The Sesquicentennial of Canadian Confederation is being celebrated by the Globe and Mail with a number of special features. The first one is a long thought-piece by Doug Saunders, who was born on the Centennial year. He's got a lot to say about the many changes that took place before 1967 and emerged into public consciousness in the year of his birth.
Highly recommended even if you don't find the argument persuasive.
Me, I am very interested in how Canada stopped being British, so this was an excellent read for me.
Eight hours after I was born, the directors of the Canadian National Exhibition filed into a banquet hall for their annual luncheon. The exhibition’s president, W.H. Evans, asked them to remain standing to sing the national anthem – and then chaos ensued, as half the audience broke into God Save the Queen before the pianist had struck the first note of O Canada. A debate over Canada’s true national anthem, begun in 1964, had been winding its way through a special House of Commons-Senate joint committee all year and filling the media with debate. It wouldn’t fully be resolved until a law was passed in 1980, and many people (especially in Toronto) still considered the British national anthem “official.”
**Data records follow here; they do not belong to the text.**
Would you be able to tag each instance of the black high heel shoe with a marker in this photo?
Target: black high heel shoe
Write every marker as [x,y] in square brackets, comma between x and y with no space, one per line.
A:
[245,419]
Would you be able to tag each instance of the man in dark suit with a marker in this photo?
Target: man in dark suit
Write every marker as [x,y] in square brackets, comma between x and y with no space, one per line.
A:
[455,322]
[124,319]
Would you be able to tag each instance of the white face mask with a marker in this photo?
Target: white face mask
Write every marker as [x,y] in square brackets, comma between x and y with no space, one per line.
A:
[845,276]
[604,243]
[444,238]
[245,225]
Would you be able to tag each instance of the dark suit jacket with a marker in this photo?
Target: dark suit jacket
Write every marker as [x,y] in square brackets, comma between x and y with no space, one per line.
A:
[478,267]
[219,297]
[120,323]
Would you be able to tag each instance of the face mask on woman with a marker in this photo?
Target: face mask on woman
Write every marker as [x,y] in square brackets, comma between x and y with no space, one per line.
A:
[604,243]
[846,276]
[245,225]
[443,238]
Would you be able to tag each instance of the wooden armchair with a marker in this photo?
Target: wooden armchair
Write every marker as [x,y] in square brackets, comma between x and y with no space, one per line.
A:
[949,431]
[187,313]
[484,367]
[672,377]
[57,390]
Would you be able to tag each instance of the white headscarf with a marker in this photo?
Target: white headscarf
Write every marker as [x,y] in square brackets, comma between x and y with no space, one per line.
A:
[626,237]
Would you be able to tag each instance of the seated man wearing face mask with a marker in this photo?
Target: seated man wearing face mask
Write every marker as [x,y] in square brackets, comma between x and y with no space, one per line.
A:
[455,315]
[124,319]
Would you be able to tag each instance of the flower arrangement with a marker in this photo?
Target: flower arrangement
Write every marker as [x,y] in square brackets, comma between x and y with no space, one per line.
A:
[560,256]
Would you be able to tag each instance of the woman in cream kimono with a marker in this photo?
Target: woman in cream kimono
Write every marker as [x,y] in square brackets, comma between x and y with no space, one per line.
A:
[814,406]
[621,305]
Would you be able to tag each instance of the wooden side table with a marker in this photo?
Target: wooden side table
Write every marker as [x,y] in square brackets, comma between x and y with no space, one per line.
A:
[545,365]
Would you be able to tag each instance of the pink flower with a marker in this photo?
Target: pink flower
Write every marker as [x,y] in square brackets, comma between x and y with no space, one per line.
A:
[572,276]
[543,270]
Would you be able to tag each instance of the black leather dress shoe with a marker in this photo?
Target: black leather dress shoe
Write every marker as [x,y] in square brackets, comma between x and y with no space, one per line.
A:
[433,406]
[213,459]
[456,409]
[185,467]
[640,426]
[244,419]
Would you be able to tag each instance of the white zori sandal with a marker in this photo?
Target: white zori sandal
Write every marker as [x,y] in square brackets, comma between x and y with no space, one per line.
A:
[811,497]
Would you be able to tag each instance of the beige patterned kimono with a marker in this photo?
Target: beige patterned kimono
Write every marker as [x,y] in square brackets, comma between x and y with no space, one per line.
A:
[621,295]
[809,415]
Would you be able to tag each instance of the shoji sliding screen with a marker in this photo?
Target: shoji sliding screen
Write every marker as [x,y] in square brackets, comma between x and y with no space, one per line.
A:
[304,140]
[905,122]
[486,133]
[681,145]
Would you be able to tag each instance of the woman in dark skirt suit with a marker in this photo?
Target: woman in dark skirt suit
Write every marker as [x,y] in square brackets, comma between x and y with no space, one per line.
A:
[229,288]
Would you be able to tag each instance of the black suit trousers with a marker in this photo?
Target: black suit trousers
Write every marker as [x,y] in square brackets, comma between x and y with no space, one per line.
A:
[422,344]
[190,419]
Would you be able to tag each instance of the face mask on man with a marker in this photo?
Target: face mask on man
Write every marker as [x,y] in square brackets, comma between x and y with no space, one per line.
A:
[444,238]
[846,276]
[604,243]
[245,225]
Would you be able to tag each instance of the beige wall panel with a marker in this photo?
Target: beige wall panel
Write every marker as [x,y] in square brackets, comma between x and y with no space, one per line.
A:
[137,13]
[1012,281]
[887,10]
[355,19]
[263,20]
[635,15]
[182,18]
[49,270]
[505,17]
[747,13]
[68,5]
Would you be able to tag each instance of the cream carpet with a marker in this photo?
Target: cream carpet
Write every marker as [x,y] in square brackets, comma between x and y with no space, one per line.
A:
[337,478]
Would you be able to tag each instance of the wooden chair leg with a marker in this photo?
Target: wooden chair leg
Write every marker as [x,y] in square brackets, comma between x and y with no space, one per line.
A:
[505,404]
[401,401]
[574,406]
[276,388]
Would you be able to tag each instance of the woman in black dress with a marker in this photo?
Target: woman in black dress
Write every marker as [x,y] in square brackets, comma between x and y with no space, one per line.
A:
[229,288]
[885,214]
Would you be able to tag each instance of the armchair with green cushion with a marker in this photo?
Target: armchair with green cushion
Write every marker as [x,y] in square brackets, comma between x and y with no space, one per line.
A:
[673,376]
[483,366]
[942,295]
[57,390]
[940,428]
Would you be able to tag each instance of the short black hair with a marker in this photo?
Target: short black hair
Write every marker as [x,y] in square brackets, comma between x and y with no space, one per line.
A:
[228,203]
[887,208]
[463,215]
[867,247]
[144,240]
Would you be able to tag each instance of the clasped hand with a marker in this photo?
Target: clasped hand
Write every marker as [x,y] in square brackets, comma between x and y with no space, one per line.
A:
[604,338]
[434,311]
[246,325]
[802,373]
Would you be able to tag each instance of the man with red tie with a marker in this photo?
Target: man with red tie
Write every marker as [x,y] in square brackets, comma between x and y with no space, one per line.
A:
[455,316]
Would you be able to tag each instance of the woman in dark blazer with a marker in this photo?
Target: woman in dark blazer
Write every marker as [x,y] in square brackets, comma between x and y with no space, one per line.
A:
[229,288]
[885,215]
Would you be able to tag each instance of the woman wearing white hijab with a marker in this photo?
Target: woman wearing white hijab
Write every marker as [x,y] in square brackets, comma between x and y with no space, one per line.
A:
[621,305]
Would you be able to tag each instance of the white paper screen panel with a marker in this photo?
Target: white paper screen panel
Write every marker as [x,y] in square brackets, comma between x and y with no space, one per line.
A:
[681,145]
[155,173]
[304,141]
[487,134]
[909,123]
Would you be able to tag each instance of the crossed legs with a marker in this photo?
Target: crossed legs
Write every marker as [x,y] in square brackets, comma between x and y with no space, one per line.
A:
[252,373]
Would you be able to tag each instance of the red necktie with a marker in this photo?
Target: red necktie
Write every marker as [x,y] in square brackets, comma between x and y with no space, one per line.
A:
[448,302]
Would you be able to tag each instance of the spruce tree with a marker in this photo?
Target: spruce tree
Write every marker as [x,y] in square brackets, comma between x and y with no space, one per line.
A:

In that light, 1967 can only be seen as the apex of Canada’s postcolonial moment. The wars over symbols were one small manifestation of a larger shift. It’s worth remembering how new this all was. We still remained, in important ways, a colony. In 1967, Canadian citizenship had only existed for 20 years – before January 1, 1947, everyone in Canada was a British subject and had to travel with a United Kingdom passport. But it still didn’t quite exist: That 1947 law creating Canadian citizenship declared in its main clause that “a Canadian citizen is a British subject” (this would remain in place until 1977). That idea was still hotly defended by many in the Ottawa of 1967: The Progressive Conservative leadership still opposed Canadian citizenship, and the flag, and the anthem. There was still a sizable political faction in Canada who supported the idea that all Canadians were simply a slightly different, less important flavour of British people. But the great majority of Canadians had moved on – or moved in – and you could see the centennial struggling to catch up with them.
Back in the 1980s, I told my history class that the disappearance of "the Romans" from Britain was less like an invasion and more like the elimination of "a Canadian citizen is a British subject" from the passport. This passed right over their heads, since they'd never seen such a passport.